Monday, 16 March 2009

Ghosts

By the road, atop a weather worn post sat a phantom, a pale ghost visible in the light of dawn. Barn owls send chills down the spine and astonish with their beauty. With the turn of the season the day starts earlier, the sun rises sooner and clearer skies allow light to encroach on their hunting time making conditions ideal for watching these silent spirits. He left his perch and cut across the road behind the car, soon vanishing from sight only to reappear in a field ahead, or was this a second owl, a pair checking the usefulness of the territory around them for the upcoming raising of young?

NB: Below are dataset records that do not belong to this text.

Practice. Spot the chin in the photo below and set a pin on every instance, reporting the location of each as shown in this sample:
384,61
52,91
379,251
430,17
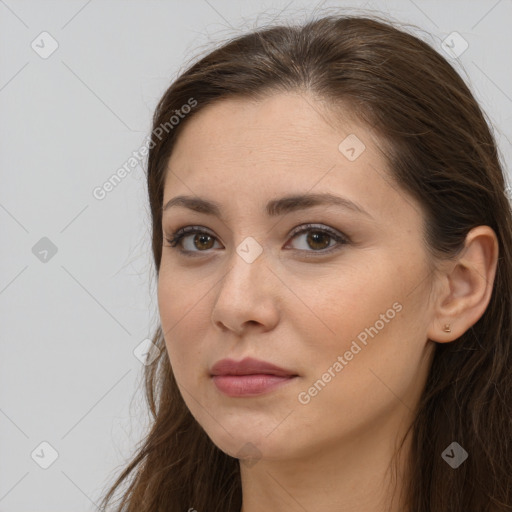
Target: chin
248,443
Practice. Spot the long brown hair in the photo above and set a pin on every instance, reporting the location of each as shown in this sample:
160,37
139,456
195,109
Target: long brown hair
443,153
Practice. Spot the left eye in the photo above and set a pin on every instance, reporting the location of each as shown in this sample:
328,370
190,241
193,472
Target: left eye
318,238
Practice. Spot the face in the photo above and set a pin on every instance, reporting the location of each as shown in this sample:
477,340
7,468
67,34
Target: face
335,293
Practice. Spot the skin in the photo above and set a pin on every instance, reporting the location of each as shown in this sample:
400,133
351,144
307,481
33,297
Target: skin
302,313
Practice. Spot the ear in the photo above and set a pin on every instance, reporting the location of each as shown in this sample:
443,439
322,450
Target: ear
465,286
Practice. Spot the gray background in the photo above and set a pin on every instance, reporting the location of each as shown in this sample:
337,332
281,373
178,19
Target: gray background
70,321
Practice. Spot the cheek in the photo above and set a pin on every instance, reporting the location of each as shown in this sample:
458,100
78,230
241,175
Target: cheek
179,305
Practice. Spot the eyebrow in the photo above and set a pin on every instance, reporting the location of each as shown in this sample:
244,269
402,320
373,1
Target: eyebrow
274,207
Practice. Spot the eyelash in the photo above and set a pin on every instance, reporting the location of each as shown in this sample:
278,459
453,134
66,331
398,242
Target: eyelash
183,232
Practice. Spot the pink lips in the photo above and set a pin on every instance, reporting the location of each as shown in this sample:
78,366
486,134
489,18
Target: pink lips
248,377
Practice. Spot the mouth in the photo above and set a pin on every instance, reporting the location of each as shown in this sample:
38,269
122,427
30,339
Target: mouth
249,377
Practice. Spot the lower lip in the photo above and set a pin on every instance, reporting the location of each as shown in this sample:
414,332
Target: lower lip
249,385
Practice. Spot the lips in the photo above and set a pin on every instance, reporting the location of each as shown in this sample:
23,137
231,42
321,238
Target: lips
249,366
249,377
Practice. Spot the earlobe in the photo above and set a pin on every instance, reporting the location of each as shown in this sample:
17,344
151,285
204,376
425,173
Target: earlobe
468,285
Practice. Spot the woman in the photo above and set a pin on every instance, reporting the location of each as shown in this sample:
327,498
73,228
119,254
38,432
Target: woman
332,240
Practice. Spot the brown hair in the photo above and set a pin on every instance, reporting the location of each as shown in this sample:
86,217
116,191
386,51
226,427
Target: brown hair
442,152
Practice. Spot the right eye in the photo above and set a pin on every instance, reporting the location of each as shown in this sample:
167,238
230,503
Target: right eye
202,239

A merlin showed briefly and thrillingly, and the sun filled the sky with the promise of good weather for the day. The wind has had its teeth filed by spring now and it has lost its bite, its cutting edge blunted so that it no longer slices through layers of clothes to cut at the flesh and bone beneath. It is still cold but it is not the killing cold of winter now, most birds seem to be strong and ready to take up the challenge of breeding, on the scrapes ringed plovers are mating and there's promise of new life everywhere. But not all can survive, there have been casualties along the way. A lifeless bundle of white sat on the mud, the wind ruffled through feathers no longer held close to ward off the chill. Around the corpse ran ringed plovers, at times one of them would stop and regard the dead black headed gull with what looked like curiosity but it would soon move on to continue the urgent business of feeding. When the plovers settled it was at a distance from the body, as if they were worried to be too close to the dead.

Caught in the grass like gossamer ghosts was an ill defined circle of feathers, a wigeon had met its end here. The feathers had been plucked, not bitten, so I suspect the duck had fallen to a bird of prey, perhaps one of the peregrines or a sparrowhawk. The delicate filaments fluttered and some few broke free of the grass to scatter on the water of a nearby dyke where they floated like little fairy boats, tiny echoes of the the bird which once wore them.